Bowtie2 filtering reads

Hi everyone,

I’m trying to filter E.coli mapped reads from BAM samples derived from PE sequencing.

Using Bowtie2 on Galaxy, I aligned reads to E.coli K12 (locally installed genome) and selected --un-conc parameter to YES. This gave me two separate files containing R and L unmapped reads that I used as input for the alignment to hg38. Since I obtained very low overall alignment rate of the filtered reads, I blasted the unmapped ones over every genome and the output is 100% identity with E.coli genome (different strains from K12 but always E.coli). I tried also to blast one single unmapped read and the identity with K12 E.coli and others strain is 100%.
Can anyone help me with this issue? I really do not understand why reads like this can not be filtered out from my dataset even if they share the same sequence among different E.coli strains.

Thank you,

Irene

Hi @bioiz

Bowtie2 finds exact matches to the target.
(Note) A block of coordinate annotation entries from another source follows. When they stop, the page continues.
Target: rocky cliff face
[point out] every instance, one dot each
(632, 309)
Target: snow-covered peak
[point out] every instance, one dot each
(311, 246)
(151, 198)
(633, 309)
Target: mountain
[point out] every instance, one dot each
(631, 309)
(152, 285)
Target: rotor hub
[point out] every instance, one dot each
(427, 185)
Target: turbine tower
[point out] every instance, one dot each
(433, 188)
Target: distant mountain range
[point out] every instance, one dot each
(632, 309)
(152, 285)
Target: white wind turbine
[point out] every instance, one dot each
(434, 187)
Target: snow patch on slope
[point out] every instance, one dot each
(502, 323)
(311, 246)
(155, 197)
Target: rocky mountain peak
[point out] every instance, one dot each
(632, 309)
You could try the reverse to remove the reads. Meaning, map to the human genome. Contamination should fall out into the unmapped.

There is more going on with the Bowtie2 mapping than just a simple identity match. It is too much to list out here but I can let you know that BLAST is different and can find all hits above just an identity match. These tools would work this way when run in Galaxy or otherwise.

Maybe review all of these data together in a genome browser? You might be able to spot why Bowtie2 didn’t capture the hit. IGV is one popular choice.